Intro to Sexual Harassment


October 21, 2017

I’ve been thinking that people send their kids to classes to learn manners; so maybe someone could teach a class on how to avoid the introductory forms of sexual harassment: The arm around the shoulders with the hand that rests on the breast; the full-body hug, or any hug at all; the hand on the thigh, or the constant shoulder-touching…I say “introductory”, because they’re sort of tests that the harasser uses to see how far he/she can get. This post doesn’t cover hard-core harassment.

If somebody is acting inappropriately, you may not feel like making a big production out of it, on the grounds that the person may just have boundary issues. But whether it’s definite sexual harassment or it’s your Aunt Minnie trying to give you one of her infamous smooches, if it makes you uncomfortable, you don’t have to take it.

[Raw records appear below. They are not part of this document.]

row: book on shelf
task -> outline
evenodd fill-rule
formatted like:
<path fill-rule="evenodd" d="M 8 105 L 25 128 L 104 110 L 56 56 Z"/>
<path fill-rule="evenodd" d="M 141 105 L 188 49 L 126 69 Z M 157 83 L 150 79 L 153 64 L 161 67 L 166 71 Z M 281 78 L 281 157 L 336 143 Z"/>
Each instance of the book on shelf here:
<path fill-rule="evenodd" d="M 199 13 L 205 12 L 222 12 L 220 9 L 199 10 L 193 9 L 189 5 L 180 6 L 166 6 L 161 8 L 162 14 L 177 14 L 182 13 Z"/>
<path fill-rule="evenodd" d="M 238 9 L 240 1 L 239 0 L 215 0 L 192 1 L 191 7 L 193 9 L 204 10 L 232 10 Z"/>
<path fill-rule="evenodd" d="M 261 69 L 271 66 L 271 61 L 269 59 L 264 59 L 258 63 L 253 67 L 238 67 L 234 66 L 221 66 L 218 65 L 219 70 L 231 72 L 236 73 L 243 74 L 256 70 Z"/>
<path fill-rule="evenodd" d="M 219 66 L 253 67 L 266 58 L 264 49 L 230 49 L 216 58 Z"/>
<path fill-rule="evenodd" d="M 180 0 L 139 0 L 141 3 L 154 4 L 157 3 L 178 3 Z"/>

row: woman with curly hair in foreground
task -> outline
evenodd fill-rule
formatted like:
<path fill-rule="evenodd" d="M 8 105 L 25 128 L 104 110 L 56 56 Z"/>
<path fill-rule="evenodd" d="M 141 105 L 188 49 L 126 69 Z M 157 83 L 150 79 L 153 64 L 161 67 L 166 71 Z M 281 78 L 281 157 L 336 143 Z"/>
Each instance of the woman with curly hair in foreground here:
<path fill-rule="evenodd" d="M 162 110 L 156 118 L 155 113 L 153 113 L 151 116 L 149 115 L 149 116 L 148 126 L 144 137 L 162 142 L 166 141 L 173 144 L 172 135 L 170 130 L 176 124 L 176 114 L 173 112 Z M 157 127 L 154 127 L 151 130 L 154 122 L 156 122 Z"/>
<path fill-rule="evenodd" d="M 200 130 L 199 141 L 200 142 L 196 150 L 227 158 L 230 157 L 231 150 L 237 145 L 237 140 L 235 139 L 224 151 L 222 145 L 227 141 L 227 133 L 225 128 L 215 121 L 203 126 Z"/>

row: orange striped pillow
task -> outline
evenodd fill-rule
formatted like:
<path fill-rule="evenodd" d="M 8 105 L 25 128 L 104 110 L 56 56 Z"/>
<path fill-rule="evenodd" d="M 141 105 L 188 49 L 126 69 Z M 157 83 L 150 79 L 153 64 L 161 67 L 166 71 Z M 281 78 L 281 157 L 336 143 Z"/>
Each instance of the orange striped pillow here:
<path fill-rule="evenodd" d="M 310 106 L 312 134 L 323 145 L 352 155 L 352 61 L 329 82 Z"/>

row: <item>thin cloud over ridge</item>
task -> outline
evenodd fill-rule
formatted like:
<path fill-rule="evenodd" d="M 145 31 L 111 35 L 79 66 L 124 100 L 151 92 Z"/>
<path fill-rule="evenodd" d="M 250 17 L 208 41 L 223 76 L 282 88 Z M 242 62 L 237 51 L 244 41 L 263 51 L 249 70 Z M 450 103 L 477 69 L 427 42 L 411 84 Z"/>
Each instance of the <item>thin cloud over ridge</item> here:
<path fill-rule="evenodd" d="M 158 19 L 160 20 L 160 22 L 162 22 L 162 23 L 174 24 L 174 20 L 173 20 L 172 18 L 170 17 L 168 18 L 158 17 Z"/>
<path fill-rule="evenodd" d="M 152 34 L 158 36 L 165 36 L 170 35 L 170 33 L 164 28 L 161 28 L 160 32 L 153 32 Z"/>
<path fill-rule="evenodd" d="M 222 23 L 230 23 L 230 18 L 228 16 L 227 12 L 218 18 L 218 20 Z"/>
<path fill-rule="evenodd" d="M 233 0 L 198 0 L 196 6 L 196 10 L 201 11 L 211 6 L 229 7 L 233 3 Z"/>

You move away from the arm; you can also stumble, ever so slightly, and apply a foot to an instep or connect with an ankle as you move away; or possibly (if you can get the angle right) spill a drink on the boundary-challenged person (especially the one whose hand was on your breast or your rear). You straighten your arms against the impending hug, keeping the person at a distance. You can use your elbows to create a space around yourself, discouraging people from getting too close in the first place. If you do have to remove a hand from your thigh, it is permissible to apply pressure to the sensitive place between the thumb and the palm, or to the wrist. In fact, I highly recommend it.

And if you’re sure of your ground, and don’t feel like being subtle, well, I’m on board with that.